The study’s finding that treatment T4 (basal diet with 0.25% Garlic and 0.25% Ginger) led to the highest BW increase is in harmony with findings by Karangiya et al. (2016). These researchers highlighted the significant role of natural additives like Garlic and Ginger in boosting growth, potentially due to enhanced nutrient absorption and improved gut health. The recorded BW of 2011.92 grams in T4, surpassing the control group’s BW, underscores the efficacy of this dietary combination. For BPEI, treatment T6 (basal diet with 0.25% Ginger and 0.25% Cinnamon) showed the most remarkable efficiency, with a score of 215.94. This aligns with the findings of Irawan (2021), who emphasized the synergistic impact of Ginger and Cinnamon on overall broiler performance. Such combinations are thought to enhance metabolic efficiency, thereby improving the broilers’ overall growth and health.
Higher broiler production with lesser cost of cultivation could result in better economic parameters like net returns and B: C ratio (Table 6).
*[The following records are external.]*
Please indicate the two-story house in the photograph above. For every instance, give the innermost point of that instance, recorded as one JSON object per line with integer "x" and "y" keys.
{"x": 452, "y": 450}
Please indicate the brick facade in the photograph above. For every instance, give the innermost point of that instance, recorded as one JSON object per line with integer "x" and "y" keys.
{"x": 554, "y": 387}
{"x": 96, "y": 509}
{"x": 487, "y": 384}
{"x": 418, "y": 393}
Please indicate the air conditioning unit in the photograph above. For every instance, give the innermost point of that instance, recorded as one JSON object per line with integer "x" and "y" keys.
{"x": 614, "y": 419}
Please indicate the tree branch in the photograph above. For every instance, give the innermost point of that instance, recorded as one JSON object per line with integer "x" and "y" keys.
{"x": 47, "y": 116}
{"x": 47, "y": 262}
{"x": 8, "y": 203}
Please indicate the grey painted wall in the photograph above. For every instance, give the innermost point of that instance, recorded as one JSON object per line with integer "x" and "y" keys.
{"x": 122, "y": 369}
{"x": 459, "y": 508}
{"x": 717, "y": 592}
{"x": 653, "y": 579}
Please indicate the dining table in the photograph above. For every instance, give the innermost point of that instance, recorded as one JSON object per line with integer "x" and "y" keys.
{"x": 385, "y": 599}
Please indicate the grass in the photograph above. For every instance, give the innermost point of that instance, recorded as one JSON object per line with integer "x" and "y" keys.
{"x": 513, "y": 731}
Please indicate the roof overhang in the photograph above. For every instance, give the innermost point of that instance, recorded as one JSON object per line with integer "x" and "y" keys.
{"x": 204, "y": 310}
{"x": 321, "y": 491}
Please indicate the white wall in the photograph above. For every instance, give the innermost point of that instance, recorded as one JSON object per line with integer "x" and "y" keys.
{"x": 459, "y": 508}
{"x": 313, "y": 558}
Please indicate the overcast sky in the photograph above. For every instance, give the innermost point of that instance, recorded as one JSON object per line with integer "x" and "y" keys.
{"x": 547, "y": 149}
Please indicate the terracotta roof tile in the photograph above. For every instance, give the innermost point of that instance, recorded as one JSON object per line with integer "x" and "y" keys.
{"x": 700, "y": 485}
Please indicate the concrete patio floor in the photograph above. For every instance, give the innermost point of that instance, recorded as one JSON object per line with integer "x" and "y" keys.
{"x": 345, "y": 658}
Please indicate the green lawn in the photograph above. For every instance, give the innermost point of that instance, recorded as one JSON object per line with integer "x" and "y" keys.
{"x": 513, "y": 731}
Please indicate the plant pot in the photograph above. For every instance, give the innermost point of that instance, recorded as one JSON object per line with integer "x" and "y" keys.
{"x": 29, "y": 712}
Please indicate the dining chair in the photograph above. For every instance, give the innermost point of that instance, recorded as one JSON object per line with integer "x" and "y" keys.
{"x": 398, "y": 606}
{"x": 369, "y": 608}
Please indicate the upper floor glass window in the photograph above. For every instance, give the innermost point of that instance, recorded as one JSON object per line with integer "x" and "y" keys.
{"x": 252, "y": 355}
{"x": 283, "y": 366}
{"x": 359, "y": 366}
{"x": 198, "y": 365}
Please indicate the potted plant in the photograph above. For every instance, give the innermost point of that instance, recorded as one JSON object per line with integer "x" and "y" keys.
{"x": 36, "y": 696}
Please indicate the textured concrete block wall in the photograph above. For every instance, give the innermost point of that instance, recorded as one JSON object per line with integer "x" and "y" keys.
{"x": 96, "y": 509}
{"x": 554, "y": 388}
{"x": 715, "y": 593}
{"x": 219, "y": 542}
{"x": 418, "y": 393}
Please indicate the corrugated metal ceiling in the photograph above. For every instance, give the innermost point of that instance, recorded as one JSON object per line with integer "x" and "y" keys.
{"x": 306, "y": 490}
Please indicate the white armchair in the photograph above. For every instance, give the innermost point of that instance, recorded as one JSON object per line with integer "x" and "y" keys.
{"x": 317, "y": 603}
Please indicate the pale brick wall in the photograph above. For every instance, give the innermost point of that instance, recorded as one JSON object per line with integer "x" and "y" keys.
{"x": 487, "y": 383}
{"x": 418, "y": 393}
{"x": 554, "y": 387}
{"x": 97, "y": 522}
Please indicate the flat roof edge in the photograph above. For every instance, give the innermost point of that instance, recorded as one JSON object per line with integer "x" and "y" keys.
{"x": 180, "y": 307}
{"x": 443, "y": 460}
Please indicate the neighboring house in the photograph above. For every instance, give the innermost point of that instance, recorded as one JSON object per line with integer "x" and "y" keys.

Moreover, broilers in treatment groups T4 gained highest body weight with feed cost of Rs. 150.4 and lowest in T0 (control) group gained lowest body weight with feed cost Rs. 139.9. Highest profit per bird was observed in T4 (basal diet with 0.25% garlic and 0.25% ginger) (Rs. 25.17) followed by T6 (basal diet with 0.25% ginger and 0.25% Cinnamon (Rs. 22.15) and other treatments while lowest in T0 (9.47). Similarly highest benefit cost ratio (1.59) was found in T4 supplemented with garlic and ginger powder followed by T6 (1.56). Present findings are in agreement with (Arshad et al., 2012; Eltazi, 2014).

Table 6: Economics analysis of broiler chickens as influenced by herbal dietary additives (Pooled data).

The research establishes that incorporating 0.25% garlic and 0.25% ginger into the basal diet of broilers significantly enhances their growth performance. This dietary approach notably improves average daily gain, feed conversion ratio, broiler performance efficiency index, body weight, highest profit per bird and benefit cost ratio. Furthermore, the combination of 0.25% ginger and 0.25% cinnamon also demonstrates a positive impact on growth metrics. These findings highlight the efficacy of garlic and ginger at specific concentrations as potent dietary supplements for broiler chickens.  From the result of present study it was concluded that dietary inclusion of 0.25% garlic and 0.25% ginger can be used as growth promoters for more profit per bird. They underscore the potential of these natural additives in promoting healthier and more efficient poultry growth. This research paves the way for more sustainable and natural approaches in poultry nutrition.
All authors declare that they have no conflicts of interest.